Cuando una novela contiene, retiene, obtiene las
siguientes palabras así, una tras otra, como un milagro de cotidianidad
inasible, perpetuo en su éxtasis de aleatoria pequeñez humana, es que se está
leyendo algo muy importante, distinto, enorme, singular, eso que buscamos en
las novelas cada vez que las leemos:
“Una noche abrileña
húmeda y cálida en que la luna llena se canonizaba a sí misma por encima de los
árboles y flotaba sin esfuerzo, envuelta en una bendición luminosa, hacia el
trono de Dios”.
Quizás sí seamos cada uno a nuestra manera nuestros
propios secretos, o eso cree Sabbath (un hacedor y manipulador de títeres
décadas atrás, títeres de los que jugarán con uno como les plazca, alguien
“cuya indocilidad constituía su única autoridad y le proporcionaba su principal
diversión”), para quien “uno es tan aventurero como lo son sus secretos, tan
abominable como sus secretos, tan solitario como sus secretos, tan atrayente
como sus secretos, tan valeroso como sus secretos, tan vacuo como sus secretos,
tan perdido como sus secretos, uno es tan humano como…” Poco espacio queda para
la paz interior, dice, toda vez que “la fabricación de secretos es la industria
principal de la humanidad”. Un tipo pintoresco este Sabbath, sin duda, como
descubrirás leyendo la novela que protagoniza.

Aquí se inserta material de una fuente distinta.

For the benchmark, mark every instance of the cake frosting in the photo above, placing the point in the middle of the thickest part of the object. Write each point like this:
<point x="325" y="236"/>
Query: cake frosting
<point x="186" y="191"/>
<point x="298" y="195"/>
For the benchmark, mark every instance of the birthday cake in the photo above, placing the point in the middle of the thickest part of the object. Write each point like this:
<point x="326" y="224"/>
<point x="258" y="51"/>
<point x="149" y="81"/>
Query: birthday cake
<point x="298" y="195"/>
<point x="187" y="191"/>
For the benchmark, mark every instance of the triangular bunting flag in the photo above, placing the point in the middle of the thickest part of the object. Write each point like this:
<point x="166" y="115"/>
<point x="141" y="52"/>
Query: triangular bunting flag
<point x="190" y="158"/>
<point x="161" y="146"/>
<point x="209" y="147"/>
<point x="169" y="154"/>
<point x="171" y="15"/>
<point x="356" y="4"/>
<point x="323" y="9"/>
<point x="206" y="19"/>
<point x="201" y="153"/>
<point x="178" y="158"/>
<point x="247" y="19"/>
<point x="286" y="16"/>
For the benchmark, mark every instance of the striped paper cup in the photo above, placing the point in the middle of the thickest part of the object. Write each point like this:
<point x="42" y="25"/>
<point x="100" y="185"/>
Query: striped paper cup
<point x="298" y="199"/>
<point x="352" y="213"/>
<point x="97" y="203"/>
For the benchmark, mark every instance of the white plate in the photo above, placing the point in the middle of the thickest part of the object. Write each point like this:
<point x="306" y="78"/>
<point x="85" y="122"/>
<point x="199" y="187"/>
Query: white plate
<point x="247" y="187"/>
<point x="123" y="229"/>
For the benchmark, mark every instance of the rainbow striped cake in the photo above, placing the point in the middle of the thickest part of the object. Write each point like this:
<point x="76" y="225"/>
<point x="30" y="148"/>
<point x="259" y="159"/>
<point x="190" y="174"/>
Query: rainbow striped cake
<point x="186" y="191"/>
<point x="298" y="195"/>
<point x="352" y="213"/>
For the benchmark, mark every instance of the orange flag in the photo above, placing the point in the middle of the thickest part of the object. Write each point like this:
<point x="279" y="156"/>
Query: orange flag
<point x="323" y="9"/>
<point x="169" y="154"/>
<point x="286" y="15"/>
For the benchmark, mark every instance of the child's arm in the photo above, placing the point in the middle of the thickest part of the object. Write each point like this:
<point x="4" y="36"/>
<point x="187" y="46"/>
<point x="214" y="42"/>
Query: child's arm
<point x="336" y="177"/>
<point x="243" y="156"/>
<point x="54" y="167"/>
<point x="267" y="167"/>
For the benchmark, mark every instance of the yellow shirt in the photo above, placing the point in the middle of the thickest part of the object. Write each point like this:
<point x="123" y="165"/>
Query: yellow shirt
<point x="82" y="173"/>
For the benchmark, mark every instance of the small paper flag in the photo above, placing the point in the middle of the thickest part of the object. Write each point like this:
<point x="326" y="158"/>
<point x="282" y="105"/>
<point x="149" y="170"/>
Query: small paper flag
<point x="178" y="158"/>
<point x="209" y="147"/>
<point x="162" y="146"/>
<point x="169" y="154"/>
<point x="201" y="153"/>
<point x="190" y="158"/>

Sabbath sabe que necesitamos “una vida entera para
determinar lo que importa”, pero cuando por fin lo logramos “ya no está ahí”,
por eso lo que hemos de hacer es aprender a adaptarnos: “el único problema es
cómo hacerlo”.
La vida es fluctuación, y en medio de ésta, cada
pensamiento incluye enseguida un pensamiento contrario: no es extraño volverse
loco o morirse o decidir desparecer, “demasiados impulsos, y ésa no es siquiera
la décima parte de la historia”.
Demasiados impulsos. Esa es la vida. Eso es una
novela. Y Sabbath acaba encontrándose “con su rival: la vida”. La vida, que no
es más que una traición. La vida, sobre la que Sabbat comprende que lo único
que en ella importa es “un odio profundo”. Sabbath —que no es más que un
humano, ese “animal de larga memoria” —, que ha “renunciado a toda contención”,
que busca continuamente el peligro porque “es imposible rehuirlo, o lo buscas o
él te encontrará”.
“El
sufrimiento es el distintivo de los asuntos humanos”.
El sufrimiento y su “pureza monstruosa”.
Al fin y al cabo, el mundo no es más que un “depósito
de cadáveres”. Un depósito de cadáveres “traído por los pelos” en el que todos
actuamos “perpetuamente en un sueño”.
El mundo de los seres humanos, cuya historia “se
alteraría hasta ser irreconocible” si no fuera “por la tiranía” de los penes.